Of course, the character we’re really here to see is Jeff Bridges as Rooster Cogburn, the gruff, sozzled old loner of a marshal who never met a criminal he didn’t want to shoot. Bridges, hidden under a grizzly beard, gives what I suppose you could say is a flawless performance. But the actor at heart is such a teddy bear that, if anything, he’s a lot less crusty that John Wayne was. He’s also, I have to say, less memorable.

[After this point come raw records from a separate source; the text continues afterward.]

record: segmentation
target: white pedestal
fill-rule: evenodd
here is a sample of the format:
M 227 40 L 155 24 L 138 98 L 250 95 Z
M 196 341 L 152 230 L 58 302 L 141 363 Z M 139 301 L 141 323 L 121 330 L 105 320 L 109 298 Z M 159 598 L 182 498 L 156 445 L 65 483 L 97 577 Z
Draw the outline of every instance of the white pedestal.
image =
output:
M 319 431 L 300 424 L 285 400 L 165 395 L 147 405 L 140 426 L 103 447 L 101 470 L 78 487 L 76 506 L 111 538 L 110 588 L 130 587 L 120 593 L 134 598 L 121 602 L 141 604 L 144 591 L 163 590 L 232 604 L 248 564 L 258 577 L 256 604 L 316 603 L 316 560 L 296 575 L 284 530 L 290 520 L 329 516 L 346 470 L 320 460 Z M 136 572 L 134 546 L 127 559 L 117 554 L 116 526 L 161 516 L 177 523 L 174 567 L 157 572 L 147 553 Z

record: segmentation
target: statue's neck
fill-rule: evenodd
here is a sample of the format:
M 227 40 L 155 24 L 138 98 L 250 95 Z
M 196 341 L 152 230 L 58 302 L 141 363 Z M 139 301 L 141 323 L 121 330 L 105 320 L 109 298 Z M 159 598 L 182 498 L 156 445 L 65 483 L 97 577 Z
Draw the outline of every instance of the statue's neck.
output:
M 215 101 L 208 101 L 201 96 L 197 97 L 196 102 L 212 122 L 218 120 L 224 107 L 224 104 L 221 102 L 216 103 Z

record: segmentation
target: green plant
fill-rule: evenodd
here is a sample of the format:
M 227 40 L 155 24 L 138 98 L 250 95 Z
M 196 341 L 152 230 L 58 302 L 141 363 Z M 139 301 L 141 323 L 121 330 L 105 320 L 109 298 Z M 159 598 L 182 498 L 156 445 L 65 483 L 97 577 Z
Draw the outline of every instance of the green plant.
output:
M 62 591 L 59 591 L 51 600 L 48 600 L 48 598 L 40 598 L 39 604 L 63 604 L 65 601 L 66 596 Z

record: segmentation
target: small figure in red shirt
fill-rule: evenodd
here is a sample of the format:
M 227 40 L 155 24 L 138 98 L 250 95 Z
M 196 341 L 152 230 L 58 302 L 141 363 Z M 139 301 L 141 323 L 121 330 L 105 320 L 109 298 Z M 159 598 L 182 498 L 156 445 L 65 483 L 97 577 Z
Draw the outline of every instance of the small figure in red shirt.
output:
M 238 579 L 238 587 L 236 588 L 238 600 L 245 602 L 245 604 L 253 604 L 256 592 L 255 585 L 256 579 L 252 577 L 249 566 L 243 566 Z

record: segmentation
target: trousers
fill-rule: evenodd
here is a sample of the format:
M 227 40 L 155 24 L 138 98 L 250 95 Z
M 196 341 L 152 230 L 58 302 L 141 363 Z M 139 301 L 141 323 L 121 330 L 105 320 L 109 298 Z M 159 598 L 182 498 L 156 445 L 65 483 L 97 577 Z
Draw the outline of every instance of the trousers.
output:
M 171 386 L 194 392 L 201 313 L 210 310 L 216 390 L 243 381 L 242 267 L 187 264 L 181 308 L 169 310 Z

The Coen brothers’ "True Grit" is an impeccably crafted movie, yet there’s something almost too precious and controlled about it. It’s not as corny as the 1969 version, yet by the end of that one, you really felt what a cantankerous old cuss John Wayne was playing. It was a helluva performance, even if it was designed to be Oscar bait. The new "True Grit" has less of that populist vulgarity, but it’s such a tasteful artifact that it leaves very little imprint.